通常では軽い意味として使われるのだが、逆に重く感じてしまう。
他人から見た自分がそうであったとしても、言葉として聞くのは避けたかった。
そして――――その言葉を友達が発しているかもしれない、発しているに違いないと言う思いが、
冬を沈ませていた。
七月三日――――火曜。
この日も、昼休みは中庭で過ごしていた。
昼食を取らなくなって、もう一週間になる。少し前までは学校での食事が一番楽だったのに、
今は食欲がまるで湧かない。胃が潰れているような錯覚すら抱いていた。
何も入っていないポケットの上に手を添え、校舎の壁に寄り掛かり、時が過ぎるのを待つ。
携帯も持ち歩かなくなっていた。もうその意味もないと、そう認識していた。
そして、放課後。
もう足音は聞こえなくなっていた。それは冬にとって望むべき事でもあり、悲しい事でもあった。
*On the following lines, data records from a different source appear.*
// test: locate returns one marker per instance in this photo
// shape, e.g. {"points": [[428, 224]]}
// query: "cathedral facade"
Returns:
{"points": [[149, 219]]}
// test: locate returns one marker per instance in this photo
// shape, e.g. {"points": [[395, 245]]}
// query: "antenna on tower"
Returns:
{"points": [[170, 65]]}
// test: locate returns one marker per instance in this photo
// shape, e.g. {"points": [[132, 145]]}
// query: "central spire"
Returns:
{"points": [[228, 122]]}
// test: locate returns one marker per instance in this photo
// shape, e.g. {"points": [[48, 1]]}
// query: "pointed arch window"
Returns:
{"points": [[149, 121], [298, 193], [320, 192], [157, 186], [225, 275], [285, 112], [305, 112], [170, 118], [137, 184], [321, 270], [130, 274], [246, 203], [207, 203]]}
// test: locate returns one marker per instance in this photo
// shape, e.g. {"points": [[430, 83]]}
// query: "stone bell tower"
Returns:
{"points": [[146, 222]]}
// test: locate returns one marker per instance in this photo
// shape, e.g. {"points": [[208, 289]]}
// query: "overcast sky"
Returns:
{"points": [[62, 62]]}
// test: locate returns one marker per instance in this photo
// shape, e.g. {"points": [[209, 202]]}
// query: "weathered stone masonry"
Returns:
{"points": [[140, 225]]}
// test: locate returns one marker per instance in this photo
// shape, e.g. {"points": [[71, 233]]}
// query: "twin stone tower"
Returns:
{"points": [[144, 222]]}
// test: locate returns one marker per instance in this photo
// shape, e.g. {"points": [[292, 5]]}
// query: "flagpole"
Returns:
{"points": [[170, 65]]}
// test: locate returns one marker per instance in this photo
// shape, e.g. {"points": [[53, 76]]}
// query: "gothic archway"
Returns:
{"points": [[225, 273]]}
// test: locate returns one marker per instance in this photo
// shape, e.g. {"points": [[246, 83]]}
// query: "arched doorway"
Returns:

教室を出て、進路指導室のある西側の廊下を眺めながら、自覚する。
(もう、完全に元に戻ったんだな)
約一ヶ月。
冬にとってその毎日は、生涯で最も楽しい時間だった。過ぎ去ってようやくそれに気が付いた。
聞かなかった事にいていれば――――
家族の事を聞かなければ――――
もっと普通に接する事が出来れば――――
後悔が雪崩のように押し寄せてくる。
人生にはリセットはない。ゲームと現実を比較する際に最も良く言われる言葉だ。
起こった事は全て自分の責任として、その後の人生の中で背負って行く。
(結局……何一つ活かしきれなかった、って事か)
荷物は抱えているだけでは重石でしかない。活かすには、それを開いて中身を見なければならない。
冬にはそれが出来なかった。
「……!」
会談の踊り場に佐藤がいた。冬は当然のように逃げる。
自分を『ウザい』『キモい』と表現した人間に対し、冬には成す術はない。逃げるしかなかった。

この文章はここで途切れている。